In April of this year, I’ll celebrate 40 years in full-time ministry. Over those decades, here are some of the things I’ve learned about change in the church:
- Its need is seldom as apparent to church members as it is to church leaders. We usually have more data than others, and we’ve usually been wrestling through the needed changes much longer than we give church members to consider them.
- “The Bible says so” doesn’t always motivate believers to make a change. You’d hope it would, but that’s not always the case. Members who don’t generally listen to the Scriptures in their own lives aren’t usually motivated by them to make an unwanted change.
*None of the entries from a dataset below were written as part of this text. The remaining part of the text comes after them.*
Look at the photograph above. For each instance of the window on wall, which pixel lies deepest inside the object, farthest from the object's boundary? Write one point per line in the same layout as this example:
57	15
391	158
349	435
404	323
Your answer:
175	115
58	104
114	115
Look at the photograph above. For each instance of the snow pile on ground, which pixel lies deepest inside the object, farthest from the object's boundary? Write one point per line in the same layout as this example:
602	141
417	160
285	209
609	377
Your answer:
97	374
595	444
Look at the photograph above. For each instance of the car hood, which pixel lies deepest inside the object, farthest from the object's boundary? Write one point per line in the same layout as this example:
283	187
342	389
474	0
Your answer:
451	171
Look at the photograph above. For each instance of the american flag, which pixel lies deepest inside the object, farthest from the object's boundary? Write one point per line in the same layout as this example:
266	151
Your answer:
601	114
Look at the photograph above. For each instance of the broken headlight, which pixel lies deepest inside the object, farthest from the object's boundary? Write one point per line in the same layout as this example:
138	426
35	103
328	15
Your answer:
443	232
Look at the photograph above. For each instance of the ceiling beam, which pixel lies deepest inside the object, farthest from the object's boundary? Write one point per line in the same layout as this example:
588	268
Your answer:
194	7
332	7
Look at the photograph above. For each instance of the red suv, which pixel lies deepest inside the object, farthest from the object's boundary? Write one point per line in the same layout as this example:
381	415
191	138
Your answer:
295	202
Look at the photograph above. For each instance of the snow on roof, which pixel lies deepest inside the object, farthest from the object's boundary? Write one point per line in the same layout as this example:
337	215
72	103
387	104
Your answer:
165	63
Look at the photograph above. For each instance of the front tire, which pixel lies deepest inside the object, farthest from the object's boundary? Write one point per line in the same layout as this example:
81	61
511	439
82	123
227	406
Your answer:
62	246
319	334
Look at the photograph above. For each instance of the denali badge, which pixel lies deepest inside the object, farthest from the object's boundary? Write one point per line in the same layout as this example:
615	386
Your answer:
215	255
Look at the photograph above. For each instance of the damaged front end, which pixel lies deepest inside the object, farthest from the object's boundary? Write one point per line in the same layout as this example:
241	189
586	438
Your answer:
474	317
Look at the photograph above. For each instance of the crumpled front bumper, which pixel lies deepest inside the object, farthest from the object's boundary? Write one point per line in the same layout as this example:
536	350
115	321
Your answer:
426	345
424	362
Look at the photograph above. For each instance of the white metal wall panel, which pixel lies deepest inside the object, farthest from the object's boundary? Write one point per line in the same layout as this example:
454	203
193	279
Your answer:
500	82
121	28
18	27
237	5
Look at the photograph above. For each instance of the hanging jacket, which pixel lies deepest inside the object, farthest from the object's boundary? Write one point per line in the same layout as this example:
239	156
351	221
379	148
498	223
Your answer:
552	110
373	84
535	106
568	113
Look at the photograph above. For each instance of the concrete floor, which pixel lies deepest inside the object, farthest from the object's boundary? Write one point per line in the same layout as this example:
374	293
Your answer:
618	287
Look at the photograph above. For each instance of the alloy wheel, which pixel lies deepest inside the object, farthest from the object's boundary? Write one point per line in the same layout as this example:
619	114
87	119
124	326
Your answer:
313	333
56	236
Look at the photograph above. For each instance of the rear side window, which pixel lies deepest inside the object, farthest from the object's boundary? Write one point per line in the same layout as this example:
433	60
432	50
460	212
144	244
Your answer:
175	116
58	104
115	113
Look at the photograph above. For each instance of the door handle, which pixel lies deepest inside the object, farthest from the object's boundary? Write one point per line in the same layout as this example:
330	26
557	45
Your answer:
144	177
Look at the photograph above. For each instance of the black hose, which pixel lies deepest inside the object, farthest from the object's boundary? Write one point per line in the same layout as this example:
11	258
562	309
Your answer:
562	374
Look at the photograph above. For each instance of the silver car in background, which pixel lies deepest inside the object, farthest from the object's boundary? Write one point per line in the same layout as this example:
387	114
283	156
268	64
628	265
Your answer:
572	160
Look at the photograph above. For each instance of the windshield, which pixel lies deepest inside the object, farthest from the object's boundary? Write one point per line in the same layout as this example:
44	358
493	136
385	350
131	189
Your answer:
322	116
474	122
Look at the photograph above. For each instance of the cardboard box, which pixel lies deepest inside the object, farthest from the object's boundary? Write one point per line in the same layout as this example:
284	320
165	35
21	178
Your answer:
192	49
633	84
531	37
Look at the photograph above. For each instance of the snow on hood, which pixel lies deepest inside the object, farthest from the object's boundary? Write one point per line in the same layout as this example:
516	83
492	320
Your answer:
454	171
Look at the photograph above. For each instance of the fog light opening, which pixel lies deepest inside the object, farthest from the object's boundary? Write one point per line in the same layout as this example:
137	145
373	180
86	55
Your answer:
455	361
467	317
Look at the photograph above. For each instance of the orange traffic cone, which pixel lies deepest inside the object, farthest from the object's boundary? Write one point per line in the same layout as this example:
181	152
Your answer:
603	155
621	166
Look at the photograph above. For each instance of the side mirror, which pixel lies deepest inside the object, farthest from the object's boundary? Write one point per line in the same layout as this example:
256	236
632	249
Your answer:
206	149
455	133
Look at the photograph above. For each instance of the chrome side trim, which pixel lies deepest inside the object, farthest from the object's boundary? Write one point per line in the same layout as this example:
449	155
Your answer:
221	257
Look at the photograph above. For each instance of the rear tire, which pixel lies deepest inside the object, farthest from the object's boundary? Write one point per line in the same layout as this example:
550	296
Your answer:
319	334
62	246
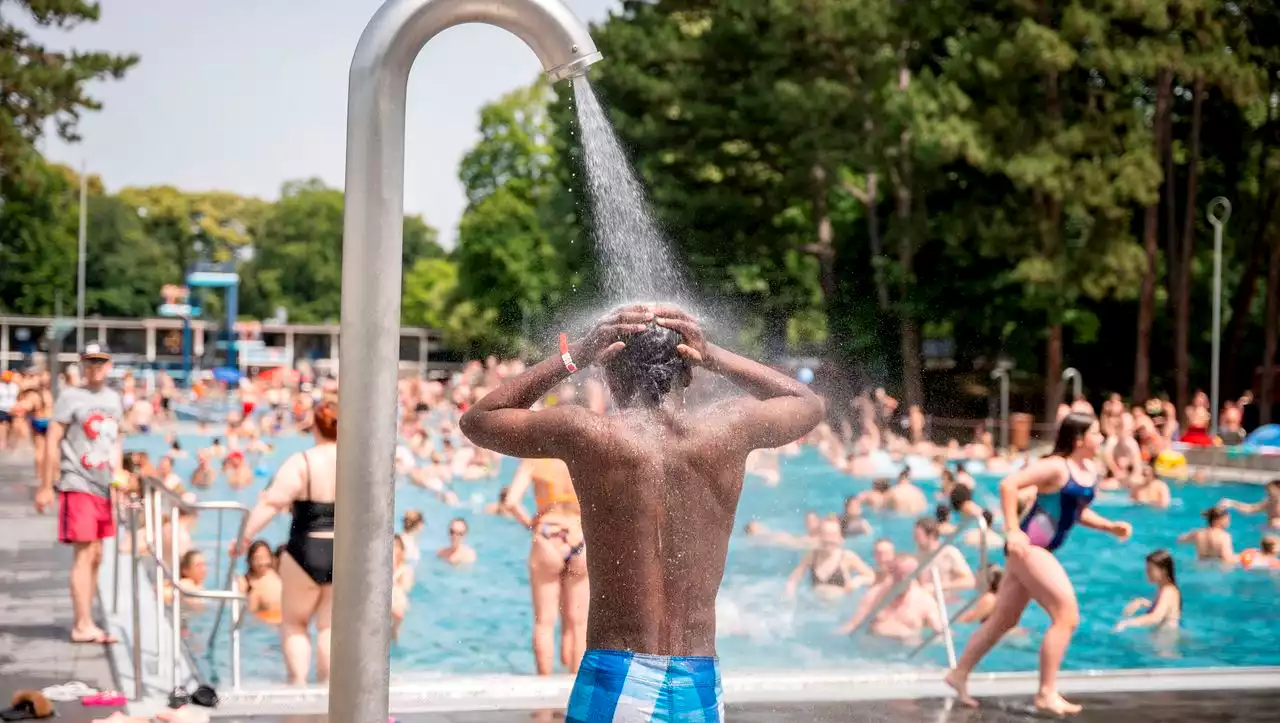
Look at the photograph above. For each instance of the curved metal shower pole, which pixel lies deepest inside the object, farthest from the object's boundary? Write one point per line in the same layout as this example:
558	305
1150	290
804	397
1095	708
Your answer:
371	245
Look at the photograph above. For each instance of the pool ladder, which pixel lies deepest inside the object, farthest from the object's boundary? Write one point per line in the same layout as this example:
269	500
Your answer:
927	563
154	502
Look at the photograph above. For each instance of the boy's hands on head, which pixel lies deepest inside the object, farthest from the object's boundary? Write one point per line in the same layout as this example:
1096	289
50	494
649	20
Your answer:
694	348
606	338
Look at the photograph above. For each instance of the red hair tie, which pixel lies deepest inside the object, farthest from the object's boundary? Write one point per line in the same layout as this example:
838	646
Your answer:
565	356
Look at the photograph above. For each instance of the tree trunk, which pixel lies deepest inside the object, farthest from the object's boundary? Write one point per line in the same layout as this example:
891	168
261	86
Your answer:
869	198
1183	288
1267	200
1151	241
1266	393
824	248
1052	373
903	178
1243	298
913	380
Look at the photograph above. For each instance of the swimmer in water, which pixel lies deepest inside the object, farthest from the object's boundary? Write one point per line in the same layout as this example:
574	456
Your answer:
557	561
1168	608
1064	484
261	584
659	485
905	498
986	604
832	570
877	497
1269	506
1212	541
851	522
1151	490
1264	557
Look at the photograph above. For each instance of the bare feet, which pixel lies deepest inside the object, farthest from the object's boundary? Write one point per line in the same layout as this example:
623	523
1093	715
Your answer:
960	683
92	635
1056	704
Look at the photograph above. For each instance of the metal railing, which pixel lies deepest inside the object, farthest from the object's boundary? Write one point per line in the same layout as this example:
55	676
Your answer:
151	504
927	564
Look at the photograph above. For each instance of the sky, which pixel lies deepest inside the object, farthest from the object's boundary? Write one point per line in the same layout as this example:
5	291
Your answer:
243	95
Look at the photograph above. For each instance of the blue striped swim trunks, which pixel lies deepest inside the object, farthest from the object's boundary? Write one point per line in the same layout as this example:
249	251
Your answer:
615	686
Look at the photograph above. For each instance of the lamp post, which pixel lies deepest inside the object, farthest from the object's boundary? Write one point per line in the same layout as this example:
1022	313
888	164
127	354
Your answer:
1077	381
1217	220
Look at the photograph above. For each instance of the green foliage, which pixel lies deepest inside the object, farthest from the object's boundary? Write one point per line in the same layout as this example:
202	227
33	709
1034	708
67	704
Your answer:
37	239
44	86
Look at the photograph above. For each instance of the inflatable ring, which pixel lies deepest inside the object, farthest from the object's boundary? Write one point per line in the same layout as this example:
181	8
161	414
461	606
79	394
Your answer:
1170	463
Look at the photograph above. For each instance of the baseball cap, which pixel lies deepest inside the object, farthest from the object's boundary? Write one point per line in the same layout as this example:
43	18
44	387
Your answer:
96	351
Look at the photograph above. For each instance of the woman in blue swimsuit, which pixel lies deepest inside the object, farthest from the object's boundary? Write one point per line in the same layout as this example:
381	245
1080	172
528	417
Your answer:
1064	485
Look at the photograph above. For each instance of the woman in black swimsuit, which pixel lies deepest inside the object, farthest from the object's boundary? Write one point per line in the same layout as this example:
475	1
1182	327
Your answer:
305	484
832	570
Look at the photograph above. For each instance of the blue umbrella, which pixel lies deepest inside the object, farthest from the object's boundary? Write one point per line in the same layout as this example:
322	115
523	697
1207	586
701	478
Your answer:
227	374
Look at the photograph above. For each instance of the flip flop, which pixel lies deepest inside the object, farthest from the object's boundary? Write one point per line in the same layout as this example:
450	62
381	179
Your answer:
27	705
105	699
68	691
104	639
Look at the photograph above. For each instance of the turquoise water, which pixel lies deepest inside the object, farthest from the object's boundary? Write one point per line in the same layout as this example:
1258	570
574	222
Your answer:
479	619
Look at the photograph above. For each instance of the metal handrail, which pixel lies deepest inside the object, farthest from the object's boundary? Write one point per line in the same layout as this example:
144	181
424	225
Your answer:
151	502
979	591
924	564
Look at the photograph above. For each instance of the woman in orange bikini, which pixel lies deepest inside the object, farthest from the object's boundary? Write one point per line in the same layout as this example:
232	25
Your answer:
557	561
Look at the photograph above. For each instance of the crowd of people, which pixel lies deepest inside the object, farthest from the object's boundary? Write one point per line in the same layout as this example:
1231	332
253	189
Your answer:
635	471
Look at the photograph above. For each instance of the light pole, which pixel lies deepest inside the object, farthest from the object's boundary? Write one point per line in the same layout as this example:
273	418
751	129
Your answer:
1077	381
1001	373
80	261
1217	220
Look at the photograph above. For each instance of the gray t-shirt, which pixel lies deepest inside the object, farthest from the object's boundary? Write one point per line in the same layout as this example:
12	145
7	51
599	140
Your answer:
91	434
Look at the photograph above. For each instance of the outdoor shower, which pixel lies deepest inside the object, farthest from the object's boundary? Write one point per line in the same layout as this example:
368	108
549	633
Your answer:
369	355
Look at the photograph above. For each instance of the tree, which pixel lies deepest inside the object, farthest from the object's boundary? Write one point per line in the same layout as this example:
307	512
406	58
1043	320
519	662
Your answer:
507	266
45	86
37	239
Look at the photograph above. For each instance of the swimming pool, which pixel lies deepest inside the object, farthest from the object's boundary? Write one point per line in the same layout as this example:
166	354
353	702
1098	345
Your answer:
479	619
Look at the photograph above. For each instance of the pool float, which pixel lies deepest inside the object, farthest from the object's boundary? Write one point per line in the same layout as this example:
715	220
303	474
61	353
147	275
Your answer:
1170	463
1266	435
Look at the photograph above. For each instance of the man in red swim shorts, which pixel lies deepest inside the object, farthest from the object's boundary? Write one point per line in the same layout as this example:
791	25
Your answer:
86	430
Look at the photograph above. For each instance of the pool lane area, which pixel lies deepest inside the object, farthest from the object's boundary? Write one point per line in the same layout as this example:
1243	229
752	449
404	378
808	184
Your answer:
35	614
1243	695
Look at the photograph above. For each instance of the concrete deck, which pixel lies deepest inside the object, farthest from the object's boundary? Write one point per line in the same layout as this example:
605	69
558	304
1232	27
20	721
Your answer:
35	604
1255	707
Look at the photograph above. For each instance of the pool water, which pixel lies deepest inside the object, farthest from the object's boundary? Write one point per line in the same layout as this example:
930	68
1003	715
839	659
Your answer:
479	619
- Change usually takes a lot longer than I like. That’s partially because I’m impatient, but it’s also because it takes time for folks to see and accept the need for change. Patience and persistence are both in order.
- Many leaders give much attention to the intended result, but far too little attention to the change process to get there. The goal may be good and right, but a poorly-considered process of change can stifle any progress to that change—and leave members with skepticism about change in the future, too.
- In many cases, one influential person—and it’s not always the pastor—can make or break the change. To ignore this person completely in the change process is not always wise. He or she can be a great asset if leaders get them on board.
- Too much change in too short a time can be overwhelming for some folks. That’s especially the case for older folks who are longing for something in their lives to remain the same. Timing and pace of change matter.
- If church members understand the “why” behind the change, they’re much more likely to support it. I’m convinced many church members want to see God work mightily, and they’re not automatically opposed to change. They just want to know we’ve done our homework before implementing the change.
- Many changes seem radical at the time—but they’re not so radical years down the road. I think, for example, of the first time we used cassette tape music in a service . . . or used a Bible version other than the KJV . . . or sang praise choruses projected on the wall with an overhead projector . . . or held small group Bible studies in our homes . . . or didn’t pass an offering plate. I could go on and on, but I trust you get the point. Today’s radical change will likely become tomorrow’s norm.
Veteran church leaders, what else have you learned about change?